General03:56 · Jun 14

SpaceX's Mars Ambitions Bring Jobs, Tourism, and Damage to South Texas Neighbors

YnetCenter
Translated & summarized from Ynet by baba
The story · English

When SpaceX last launched from its South Texas site, the blast and shock waves rocked the boat of Eddie Rice, who lives less than 3 kilometers away. Rice says the company’s presence has also been good for his family’s business, since space fans come to watch launches and his nephew works for SpaceX as a welder and drives a Tesla Cybertruck. But the same launches that he sees as an economic opportunity have damaged his mother’s home, causing cracks in the ceiling and harm to the foundation.

That tension now defines Starbase, SpaceX’s development, manufacturing, and private spaceport site in the Rio Grande Valley. Dozens of residents have sued Elon Musk’s company over damage they say launch activity has caused, and the company’s recent record stock offering, intended in part to help expand Starship from intermittent test flights to possible weekly launches, suggests the disruptions may increase. Brownsville city representative Tino Villarreal said, “This company is shaking the earth,” adding that it does so both through jobs and through launches.

The conflict sharpened after last month’s biggest Starship launch, when contractor Jose Bautista, 25, died in a workplace accident after a heavy metal beam collapsed. He was the latest SpaceX worker to die or suffer serious injuries in Musk’s drive to reach Mars. SpaceX has not commented on the death and has not taken responsibility for it. Some critics demanded accountability, while others argued such projects always carry casualties and continue anyway.

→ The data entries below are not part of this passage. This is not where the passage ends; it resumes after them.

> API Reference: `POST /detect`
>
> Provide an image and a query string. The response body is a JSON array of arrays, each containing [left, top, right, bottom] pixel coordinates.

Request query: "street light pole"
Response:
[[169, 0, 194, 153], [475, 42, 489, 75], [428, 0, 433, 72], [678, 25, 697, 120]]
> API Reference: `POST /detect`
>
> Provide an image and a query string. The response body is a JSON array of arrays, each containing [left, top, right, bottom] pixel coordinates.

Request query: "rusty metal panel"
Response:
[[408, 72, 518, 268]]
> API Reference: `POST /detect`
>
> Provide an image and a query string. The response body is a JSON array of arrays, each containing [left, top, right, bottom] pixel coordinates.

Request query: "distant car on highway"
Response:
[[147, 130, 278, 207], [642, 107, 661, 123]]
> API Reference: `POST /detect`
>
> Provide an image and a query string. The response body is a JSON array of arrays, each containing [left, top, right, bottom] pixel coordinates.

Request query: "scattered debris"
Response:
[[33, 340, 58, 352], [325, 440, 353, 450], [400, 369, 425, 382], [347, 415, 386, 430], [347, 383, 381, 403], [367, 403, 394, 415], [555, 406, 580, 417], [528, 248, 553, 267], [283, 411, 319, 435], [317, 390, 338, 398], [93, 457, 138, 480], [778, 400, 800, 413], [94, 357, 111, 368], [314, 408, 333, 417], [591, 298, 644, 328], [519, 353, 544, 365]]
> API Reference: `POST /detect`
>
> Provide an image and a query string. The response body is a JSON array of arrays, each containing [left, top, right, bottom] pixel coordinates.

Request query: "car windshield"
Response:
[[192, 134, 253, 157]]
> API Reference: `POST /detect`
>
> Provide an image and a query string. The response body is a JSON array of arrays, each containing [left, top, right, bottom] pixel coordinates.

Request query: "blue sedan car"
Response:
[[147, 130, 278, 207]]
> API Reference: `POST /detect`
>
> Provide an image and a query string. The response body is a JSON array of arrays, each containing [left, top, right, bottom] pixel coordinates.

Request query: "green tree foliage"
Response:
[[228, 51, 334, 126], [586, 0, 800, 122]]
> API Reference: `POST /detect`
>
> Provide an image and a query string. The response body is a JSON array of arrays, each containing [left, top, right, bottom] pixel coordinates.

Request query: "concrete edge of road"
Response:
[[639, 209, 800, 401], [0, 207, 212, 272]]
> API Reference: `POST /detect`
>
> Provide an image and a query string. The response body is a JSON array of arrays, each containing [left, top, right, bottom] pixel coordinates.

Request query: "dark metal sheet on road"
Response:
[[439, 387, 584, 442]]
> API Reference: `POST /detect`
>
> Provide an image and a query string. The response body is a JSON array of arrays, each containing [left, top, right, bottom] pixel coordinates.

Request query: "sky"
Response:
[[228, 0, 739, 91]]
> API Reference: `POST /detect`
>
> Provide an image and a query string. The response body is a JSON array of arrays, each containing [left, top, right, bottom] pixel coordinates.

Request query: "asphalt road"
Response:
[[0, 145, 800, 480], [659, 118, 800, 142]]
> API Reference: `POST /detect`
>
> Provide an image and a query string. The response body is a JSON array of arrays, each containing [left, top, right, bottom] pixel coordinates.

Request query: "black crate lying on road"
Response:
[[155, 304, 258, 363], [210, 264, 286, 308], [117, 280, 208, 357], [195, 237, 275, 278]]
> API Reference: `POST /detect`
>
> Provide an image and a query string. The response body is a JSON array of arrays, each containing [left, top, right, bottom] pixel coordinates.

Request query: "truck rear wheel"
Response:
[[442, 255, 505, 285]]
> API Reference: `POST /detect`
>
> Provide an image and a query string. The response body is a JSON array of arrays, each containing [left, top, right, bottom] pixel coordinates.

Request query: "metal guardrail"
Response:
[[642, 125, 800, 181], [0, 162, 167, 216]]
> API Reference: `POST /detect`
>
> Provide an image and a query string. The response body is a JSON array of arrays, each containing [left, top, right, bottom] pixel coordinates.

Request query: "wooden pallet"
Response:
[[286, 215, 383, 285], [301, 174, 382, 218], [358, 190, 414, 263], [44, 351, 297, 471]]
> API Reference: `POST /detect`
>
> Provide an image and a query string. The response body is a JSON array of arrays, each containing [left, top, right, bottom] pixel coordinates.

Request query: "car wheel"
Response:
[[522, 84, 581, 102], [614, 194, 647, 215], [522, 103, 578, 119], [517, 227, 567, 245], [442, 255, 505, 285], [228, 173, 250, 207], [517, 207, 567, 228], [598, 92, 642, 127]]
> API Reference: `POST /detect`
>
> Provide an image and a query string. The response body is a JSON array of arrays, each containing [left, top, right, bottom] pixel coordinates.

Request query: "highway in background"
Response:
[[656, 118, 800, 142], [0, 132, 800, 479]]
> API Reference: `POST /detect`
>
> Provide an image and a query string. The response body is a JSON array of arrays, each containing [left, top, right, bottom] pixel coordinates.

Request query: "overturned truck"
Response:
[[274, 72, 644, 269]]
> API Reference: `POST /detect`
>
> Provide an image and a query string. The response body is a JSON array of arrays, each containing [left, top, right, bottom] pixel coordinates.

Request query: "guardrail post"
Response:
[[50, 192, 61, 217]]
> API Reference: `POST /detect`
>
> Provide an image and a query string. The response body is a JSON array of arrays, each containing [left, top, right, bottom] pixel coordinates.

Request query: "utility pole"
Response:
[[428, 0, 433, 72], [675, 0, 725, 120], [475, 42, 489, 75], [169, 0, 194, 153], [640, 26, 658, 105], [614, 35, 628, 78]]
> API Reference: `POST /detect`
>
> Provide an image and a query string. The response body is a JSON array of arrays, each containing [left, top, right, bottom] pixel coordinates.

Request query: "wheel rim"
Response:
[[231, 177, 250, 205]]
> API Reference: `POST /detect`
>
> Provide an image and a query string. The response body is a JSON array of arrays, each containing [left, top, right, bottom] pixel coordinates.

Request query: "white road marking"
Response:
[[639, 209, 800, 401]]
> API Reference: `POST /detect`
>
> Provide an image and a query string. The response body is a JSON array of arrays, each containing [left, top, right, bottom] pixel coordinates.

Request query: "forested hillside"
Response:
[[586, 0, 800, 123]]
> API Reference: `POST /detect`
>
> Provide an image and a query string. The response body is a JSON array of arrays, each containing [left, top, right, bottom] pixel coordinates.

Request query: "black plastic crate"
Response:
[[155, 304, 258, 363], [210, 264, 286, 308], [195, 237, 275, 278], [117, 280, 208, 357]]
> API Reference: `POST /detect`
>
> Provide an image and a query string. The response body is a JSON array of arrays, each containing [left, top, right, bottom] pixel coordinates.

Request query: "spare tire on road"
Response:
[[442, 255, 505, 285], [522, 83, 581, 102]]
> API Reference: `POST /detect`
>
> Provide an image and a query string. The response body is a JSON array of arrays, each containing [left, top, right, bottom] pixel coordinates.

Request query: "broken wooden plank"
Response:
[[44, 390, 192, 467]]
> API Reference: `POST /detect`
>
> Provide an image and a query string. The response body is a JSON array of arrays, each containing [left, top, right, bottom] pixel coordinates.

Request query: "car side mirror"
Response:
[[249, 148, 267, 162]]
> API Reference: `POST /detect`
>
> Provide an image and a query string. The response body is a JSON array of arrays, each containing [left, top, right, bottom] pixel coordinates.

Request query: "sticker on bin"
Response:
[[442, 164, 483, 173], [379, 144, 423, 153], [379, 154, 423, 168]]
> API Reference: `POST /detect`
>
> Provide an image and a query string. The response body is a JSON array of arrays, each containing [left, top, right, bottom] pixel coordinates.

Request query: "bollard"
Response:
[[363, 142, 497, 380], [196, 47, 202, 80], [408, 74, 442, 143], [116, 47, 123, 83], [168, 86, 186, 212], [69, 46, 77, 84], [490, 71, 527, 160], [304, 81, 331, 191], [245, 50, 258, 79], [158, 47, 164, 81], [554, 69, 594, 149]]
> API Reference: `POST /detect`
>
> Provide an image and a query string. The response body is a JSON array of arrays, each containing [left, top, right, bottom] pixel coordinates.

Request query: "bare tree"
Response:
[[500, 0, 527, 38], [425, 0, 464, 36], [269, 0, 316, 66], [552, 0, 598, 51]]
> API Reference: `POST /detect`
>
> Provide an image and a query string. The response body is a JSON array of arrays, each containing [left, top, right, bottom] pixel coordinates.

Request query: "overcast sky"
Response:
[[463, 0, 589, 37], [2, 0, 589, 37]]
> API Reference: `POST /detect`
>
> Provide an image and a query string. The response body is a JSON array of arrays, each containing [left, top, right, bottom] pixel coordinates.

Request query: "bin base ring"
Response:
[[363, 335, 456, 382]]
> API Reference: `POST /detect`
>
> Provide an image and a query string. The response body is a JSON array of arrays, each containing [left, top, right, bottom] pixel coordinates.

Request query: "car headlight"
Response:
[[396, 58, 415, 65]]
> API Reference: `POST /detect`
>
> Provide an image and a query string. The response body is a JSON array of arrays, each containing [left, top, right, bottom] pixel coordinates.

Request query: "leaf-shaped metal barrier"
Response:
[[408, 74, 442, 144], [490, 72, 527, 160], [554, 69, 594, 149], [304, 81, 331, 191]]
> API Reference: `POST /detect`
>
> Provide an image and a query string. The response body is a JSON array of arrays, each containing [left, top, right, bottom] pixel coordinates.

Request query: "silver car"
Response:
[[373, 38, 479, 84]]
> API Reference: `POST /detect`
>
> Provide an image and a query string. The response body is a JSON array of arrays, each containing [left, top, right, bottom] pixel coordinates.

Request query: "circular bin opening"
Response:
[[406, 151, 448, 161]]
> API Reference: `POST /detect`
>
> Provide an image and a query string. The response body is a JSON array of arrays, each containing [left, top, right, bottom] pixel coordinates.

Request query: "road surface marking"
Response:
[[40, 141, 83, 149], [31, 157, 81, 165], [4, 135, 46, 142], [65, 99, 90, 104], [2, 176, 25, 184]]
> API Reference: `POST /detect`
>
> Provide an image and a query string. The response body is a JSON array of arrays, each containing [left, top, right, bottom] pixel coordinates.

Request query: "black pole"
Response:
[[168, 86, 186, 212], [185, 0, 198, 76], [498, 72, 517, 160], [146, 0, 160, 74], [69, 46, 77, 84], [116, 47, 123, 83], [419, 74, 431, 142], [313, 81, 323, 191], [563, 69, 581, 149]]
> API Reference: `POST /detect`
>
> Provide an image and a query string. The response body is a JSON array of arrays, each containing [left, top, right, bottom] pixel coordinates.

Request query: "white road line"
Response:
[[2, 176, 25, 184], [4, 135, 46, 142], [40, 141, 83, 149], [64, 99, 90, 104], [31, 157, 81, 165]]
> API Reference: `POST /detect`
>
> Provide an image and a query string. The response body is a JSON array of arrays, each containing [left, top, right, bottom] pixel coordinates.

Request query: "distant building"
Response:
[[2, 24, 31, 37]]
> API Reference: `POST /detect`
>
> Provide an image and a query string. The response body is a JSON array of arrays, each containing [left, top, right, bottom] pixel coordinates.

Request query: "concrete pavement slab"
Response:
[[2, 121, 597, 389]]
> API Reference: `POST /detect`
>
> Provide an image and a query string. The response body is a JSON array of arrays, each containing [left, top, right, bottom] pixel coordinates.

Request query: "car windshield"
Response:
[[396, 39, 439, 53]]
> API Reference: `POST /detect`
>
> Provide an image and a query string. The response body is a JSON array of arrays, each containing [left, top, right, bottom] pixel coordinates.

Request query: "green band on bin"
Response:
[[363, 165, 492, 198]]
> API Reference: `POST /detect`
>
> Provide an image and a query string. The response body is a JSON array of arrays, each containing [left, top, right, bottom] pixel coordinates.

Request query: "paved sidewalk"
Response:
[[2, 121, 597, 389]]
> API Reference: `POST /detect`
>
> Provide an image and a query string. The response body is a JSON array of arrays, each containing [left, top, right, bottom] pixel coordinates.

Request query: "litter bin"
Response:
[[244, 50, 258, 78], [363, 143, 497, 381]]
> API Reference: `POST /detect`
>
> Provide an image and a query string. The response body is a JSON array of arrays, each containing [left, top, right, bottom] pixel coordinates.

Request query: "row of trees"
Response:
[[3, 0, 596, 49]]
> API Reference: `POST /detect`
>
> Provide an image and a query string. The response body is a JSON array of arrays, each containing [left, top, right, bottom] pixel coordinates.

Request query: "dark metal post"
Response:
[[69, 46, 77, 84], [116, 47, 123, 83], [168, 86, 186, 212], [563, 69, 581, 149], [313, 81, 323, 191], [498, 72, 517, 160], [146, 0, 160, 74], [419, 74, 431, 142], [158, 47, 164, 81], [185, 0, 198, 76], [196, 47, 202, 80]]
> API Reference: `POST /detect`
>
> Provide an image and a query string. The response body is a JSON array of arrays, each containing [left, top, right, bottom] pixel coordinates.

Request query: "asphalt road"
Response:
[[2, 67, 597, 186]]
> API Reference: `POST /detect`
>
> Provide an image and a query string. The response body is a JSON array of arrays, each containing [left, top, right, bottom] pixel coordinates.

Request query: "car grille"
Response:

SpaceX began building its Boca Chica launch site in 2014, when the area was still a small cluster of homes near the Mexican border and a beach popular with Brownsville residents. Today Starbase has become an incorporated city, with two launch sites rising nearly 150 meters above the coast and neighborhoods, and SpaceX envisioning a giant manufacturing complex that could produce parts for as many as 1,000 spacecraft. The new city even has a school, Ad Astra, an employee-only pub called Astropub, and plans for its own police force and municipal court. A March economic impact report said Starbase has created 5,000 jobs and generated $100 million in tourism revenue over the past year, but nearby residents in places such as Laguna Vista, Port Isabel, and South Padre Island say the launches rattle their homes. One Port Isabel plaintiff said foundation repairs could cost about $100,000, more than half the home’s value, and asked, “They want to go to Mars, but what about us here? Nobody thinks about us.”